Third, although the CREDI was specifically administered to the children’s primary caregiver, we did not ask caregivers for information about their relationship with the child. While most caregivers in this sample are assumed to be mothers, not having this data prevented us from looking at differences based on mothers’, fathers’, and other caregivers’ education. Future studies should collect detailed information regarding caregivers’ relationship to the child.
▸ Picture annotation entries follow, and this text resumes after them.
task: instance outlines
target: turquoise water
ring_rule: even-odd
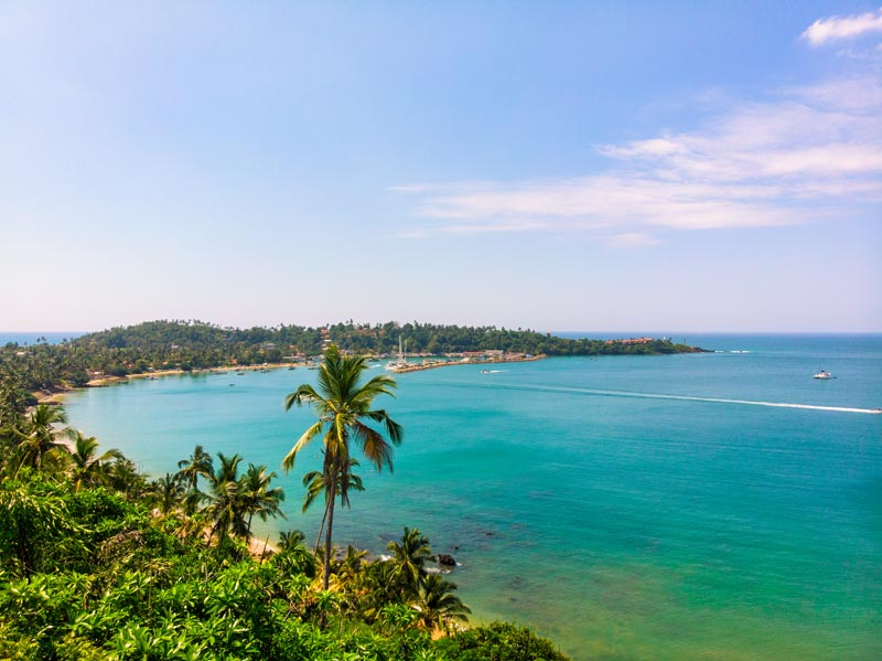
[[[395,472],[363,467],[337,542],[379,552],[418,526],[480,618],[577,660],[882,658],[882,415],[835,411],[882,406],[882,337],[687,339],[750,353],[399,375]],[[821,363],[838,379],[813,380]],[[314,374],[138,381],[67,408],[153,473],[196,444],[281,472],[313,422],[282,398]],[[310,536],[318,450],[282,479],[279,525]]]
[[[36,344],[37,340],[45,339],[49,344],[60,344],[62,340],[73,340],[79,335],[85,335],[83,331],[65,331],[54,333],[33,332],[11,332],[0,330],[0,347],[8,342],[14,342],[24,347],[25,344]]]

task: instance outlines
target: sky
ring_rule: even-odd
[[[875,2],[0,1],[0,330],[882,331]]]

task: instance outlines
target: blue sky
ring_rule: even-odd
[[[0,3],[3,330],[882,331],[873,2]]]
Fourth, consistent with past work and the Family Investment Model, in this analysis, we treat caregiver education as a predictor of child development outcomes via home stimulation. However, it is possible that caregiver education could inform children’s development through other means. Moving forward, it will be helpful to examine the various roles that caregiver education may play in supporting child development, including as a moderator of the relationship between home stimulation and child development outcomes. It will also be important to collect data on children’s receipt of stimulation outside of the home, including from the formal childcare and education programs in which children are increasingly spending their time. Indeed, prior work has suggested that center-based early education programs may serve alongside home stimulation to mediate the associations between caregiver education and children’s early development outcomes (e.g., McCoy et al., 2015). More work is needed to better understand and compare these different mechanisms across the Majority World.
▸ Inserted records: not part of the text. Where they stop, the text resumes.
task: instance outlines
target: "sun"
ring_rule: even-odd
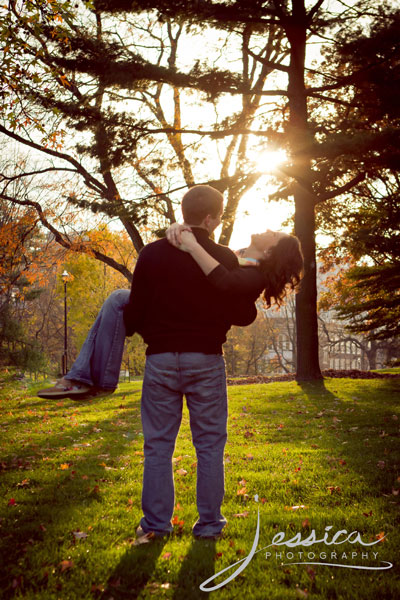
[[[264,150],[257,153],[254,158],[249,157],[254,162],[257,171],[261,173],[273,173],[273,171],[283,165],[288,160],[285,150]]]

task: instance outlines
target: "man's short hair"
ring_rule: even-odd
[[[185,223],[200,225],[207,215],[216,217],[222,210],[224,197],[210,185],[195,185],[182,198]]]

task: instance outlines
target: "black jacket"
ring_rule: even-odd
[[[229,270],[239,266],[235,254],[210,240],[205,229],[192,229],[218,262]],[[139,254],[124,308],[127,335],[139,333],[148,345],[146,354],[221,354],[231,325],[249,325],[256,318],[257,296],[218,290],[188,253],[158,240]]]

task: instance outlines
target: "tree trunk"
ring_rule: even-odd
[[[318,359],[317,283],[315,257],[315,201],[312,171],[304,149],[310,142],[307,96],[304,83],[307,16],[304,1],[293,1],[292,18],[286,26],[290,42],[289,145],[296,183],[294,186],[295,234],[304,254],[304,278],[296,295],[298,380],[321,379]]]

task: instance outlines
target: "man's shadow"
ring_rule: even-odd
[[[190,600],[202,598],[205,592],[199,588],[215,573],[216,542],[214,540],[193,539],[179,571],[178,583],[172,598]],[[210,582],[209,585],[213,585]]]
[[[130,546],[108,578],[101,599],[137,598],[153,577],[156,562],[167,542],[168,537],[161,537],[147,544]]]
Finally, while this study was conducted in eight diverse sites, these sites were chosen for the study based on data availability. Accordingly, these data are convenience-based and not representative of the full population of 0- to 3-year-old children in the Majority World. It is therefore important to pay close attention to the sample size, cultural contexts, and caregivers’ educational levels, children’s age distribution when attempting to generalize these findings across countries and geographical regions. Future efforts to collect and use nationally representative data with a substantial sample size for each site are needed to better understand cultural variability and the differences in developmental processes across the Majority World.
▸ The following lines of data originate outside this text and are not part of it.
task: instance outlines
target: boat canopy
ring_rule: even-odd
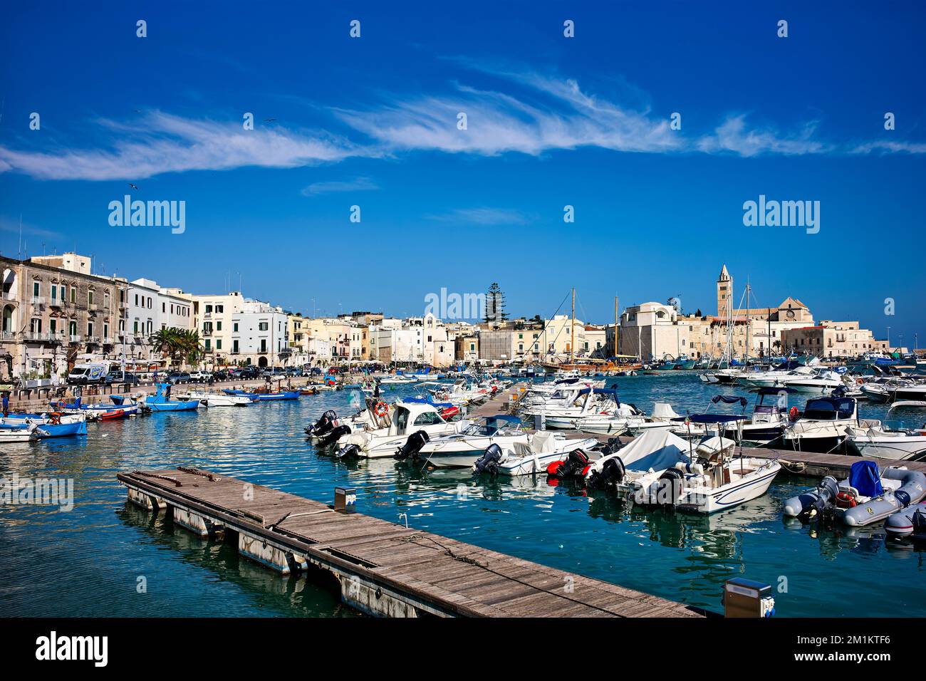
[[[791,394],[796,393],[796,392],[797,391],[795,390],[794,388],[786,388],[786,387],[783,387],[783,386],[780,387],[780,388],[759,388],[758,389],[758,394],[759,395],[778,395],[779,393],[787,393],[788,395],[791,395]]]
[[[849,485],[855,487],[861,497],[881,497],[884,487],[881,484],[881,473],[878,464],[874,461],[856,461],[849,473]]]
[[[692,414],[688,421],[693,423],[729,423],[731,421],[740,421],[743,417],[735,414]]]
[[[739,404],[741,407],[746,406],[745,397],[728,397],[726,395],[715,395],[710,401],[714,404],[723,402],[724,404]]]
Conclusions and Implications

The results of this study showed that home stimulation partially explained the positive associations between caregiver education and children’s developmental outcomes across eight sites in the Majority World. These developmental processes differed slightly across geographical regions and children’s sex, providing evidence for the “universality without uniformity” (Mesman et al., 2018) of caregiver inputs on early childhood development across and within the Majority World. Given the consistent positive role played by caregiver education within this study, our results highlight the importance of expanding educational opportunities to caregivers (or future caregivers) as a means of supporting intergenerational well-being. These results also suggest the potential importance of supporting parents—especially those with low levels of education—to improve the home learning environments they provide for their children. For example, systematic reviews in the Majority World suggested that home-visiting intervention programs may be an especially promising means of improving parents’ provision of stimulation and, in turn, child outcomes (Jeong et al., 2021). Our results demonstrating differences based on child sex also suggest the need for further interventions to promote gender equity in the Majority World as a means of ensuring equal access to learning opportunities for both boys and girls. Recently, some intervention programs have been implemented to promote gender equity in early childhood education settings (Keating & Baker, 2023; Villardón-Gallego et al., 2023). Given the importance of home stimulation to children’s development, such work should be complemented by efforts to promote gender equity in the home.